Quick Start

NLP Parse

The following example parses a text corpus using the NTLK and spaCy engines.

from ads.feature_engineering.adsstring.string import ADSString


s = ADSString("""
    Lawrence Joseph Ellison (born August 17, 1944) is an American business magnate,
    investor, and philanthropist who is a co-founder, the executive chairman and
    chief technology officer (CTO) of Oracle Corporation. As of October 2019, he was
    listed by Forbes magazine as the fourth-wealthiest person in the United States
    and as the sixth-wealthiest in the world, with a fortune of $69.1 billion,
    increased from $54.5 billion in 2018.[4] He is also the owner of the 41st
    largest island in the United States, Lanai in the Hawaiian Islands with a
    population of just over 3000.
    """.strip())

# NLTK
ADSString.nlp_backend("nltk")
noun = s.noun
adj = s.adjective
pos = s.pos # Parts of Speech

# spaCy
ADSString.nlp_backend("spacy")
noun = s.noun
adj = adjective
pos = s.pos # Parts of Speech

Plugin

Custom Plugin

This example demonstrates how to create a custom plugin that will take a string, detect the credit card numbers, and return a list of the last four digits of the credit card number.

from ads.feature_engineering.adsstring.string import ADSString

class CreditCardLast4:
    @property
    def credit_card_last_4(self):
        return [x[len(x)-4:len(x)] for x in ADSString(self.string).credit_card]

ADSString.plugin_register(CreditCardLast4)

creditcard_numbers = "I purchased the gift on this card 4532640527811543 and the dinner on 340984902710890"
s = ADSString(creditcard_numbers)
s.credit_card_last_4

OCI Language Services Plugin

This example uses the OCI Language service to perform an aspect-based sentiment analysis, language detection, key phrase extraction, and a named entity recognition.

from ads.feature_engineering.adsstring.oci_language import OCILanguage
from ads.feature_engineering.adsstring.string import ADSString

ADSString.plugin_register(OCILanguage)

s = ADSString("""
    Lawrence Joseph Ellison (born August 17, 1944) is an American business magnate,
    investor, and philanthropist who is a co-founder, the executive chairman and
    chief technology officer (CTO) of Oracle Corporation. As of October 2019, he was
    listed by Forbes magazine as the fourth-wealthiest person in the United States
    and as the sixth-wealthiest in the world, with a fortune of $69.1 billion,
    increased from $54.5 billion in 2018.[4] He is also the owner of the 41st
    largest island in the United States, Lanai in the Hawaiian Islands with a
    population of just over 3000.
    """.strip())

# Aspect-Based Sentiment Analysis
df_sentiment = s.absa

# Key Phrase Extraction
key_phrase = s.key_phrase

# Language Detection
language = s.language_dominant

# Named Entity Recognition
named_entity = s.ner

# Text Classification
classification = s.text_classification

RegEx Match

In this example, the dates and prices are extracted from the text using regular expression matching.
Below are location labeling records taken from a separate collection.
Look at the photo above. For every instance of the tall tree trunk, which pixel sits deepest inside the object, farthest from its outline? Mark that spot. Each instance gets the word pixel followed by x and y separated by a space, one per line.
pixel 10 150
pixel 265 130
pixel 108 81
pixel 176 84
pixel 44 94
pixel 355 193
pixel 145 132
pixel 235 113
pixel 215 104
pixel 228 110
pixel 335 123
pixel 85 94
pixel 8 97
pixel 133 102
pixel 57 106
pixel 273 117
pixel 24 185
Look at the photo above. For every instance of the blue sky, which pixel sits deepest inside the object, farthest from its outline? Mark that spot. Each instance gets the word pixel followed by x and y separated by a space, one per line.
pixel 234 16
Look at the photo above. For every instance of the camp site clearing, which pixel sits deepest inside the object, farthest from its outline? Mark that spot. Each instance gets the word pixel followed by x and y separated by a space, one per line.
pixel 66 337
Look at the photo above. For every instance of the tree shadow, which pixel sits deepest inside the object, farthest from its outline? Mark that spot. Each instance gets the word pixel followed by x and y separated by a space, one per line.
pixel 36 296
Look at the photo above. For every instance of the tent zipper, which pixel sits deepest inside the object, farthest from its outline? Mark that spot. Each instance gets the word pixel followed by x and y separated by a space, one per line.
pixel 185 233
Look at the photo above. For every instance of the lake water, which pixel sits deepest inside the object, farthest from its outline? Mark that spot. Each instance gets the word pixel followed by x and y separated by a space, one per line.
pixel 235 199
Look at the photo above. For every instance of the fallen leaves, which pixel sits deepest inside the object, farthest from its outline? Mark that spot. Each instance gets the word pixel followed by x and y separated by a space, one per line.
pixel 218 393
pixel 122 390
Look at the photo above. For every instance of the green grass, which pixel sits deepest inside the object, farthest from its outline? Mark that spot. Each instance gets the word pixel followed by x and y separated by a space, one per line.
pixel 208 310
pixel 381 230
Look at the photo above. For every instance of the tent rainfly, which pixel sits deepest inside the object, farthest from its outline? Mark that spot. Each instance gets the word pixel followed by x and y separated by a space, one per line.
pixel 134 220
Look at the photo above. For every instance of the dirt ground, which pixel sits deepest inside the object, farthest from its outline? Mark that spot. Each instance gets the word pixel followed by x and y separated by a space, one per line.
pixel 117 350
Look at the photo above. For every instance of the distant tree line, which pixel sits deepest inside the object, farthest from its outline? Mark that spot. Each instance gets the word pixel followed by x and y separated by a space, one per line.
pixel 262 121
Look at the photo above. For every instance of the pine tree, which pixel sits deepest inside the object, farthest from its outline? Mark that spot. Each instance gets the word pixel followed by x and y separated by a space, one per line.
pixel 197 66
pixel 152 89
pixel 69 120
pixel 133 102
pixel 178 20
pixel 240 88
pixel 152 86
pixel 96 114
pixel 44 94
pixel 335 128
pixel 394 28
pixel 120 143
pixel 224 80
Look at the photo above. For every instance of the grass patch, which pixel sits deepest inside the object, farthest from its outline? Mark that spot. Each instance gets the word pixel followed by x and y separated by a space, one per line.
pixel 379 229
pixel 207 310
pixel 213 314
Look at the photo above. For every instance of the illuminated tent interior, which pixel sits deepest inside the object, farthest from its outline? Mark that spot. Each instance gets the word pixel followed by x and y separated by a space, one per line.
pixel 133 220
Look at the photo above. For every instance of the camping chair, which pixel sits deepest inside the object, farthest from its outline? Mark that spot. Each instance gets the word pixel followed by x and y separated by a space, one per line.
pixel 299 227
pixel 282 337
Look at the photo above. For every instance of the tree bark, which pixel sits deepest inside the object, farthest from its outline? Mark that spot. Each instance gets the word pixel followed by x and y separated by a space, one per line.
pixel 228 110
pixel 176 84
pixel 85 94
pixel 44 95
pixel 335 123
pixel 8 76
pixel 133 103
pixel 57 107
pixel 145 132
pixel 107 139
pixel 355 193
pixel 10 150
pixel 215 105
from ads.feature_engineering.adsstring.string import ADSString

s = ADSString("""
    Lawrence Joseph Ellison (born August 17, 1944) is an American business magnate,
    investor, and philanthropist who is a co-founder, the executive chairman and
    chief technology officer (CTO) of Oracle Corporation. As of October 2019, he was
    listed by Forbes magazine as the fourth-wealthiest person in the United States
    and as the sixth-wealthiest in the world, with a fortune of $69.1 billion,
    increased from $54.5 billion in 2018.[4] He is also the owner of the 41st
    largest island in the United States, Lanai in the Hawaiian Islands with a
    population of just over 3000.
""".strip())

dates = s.date
prices = s.price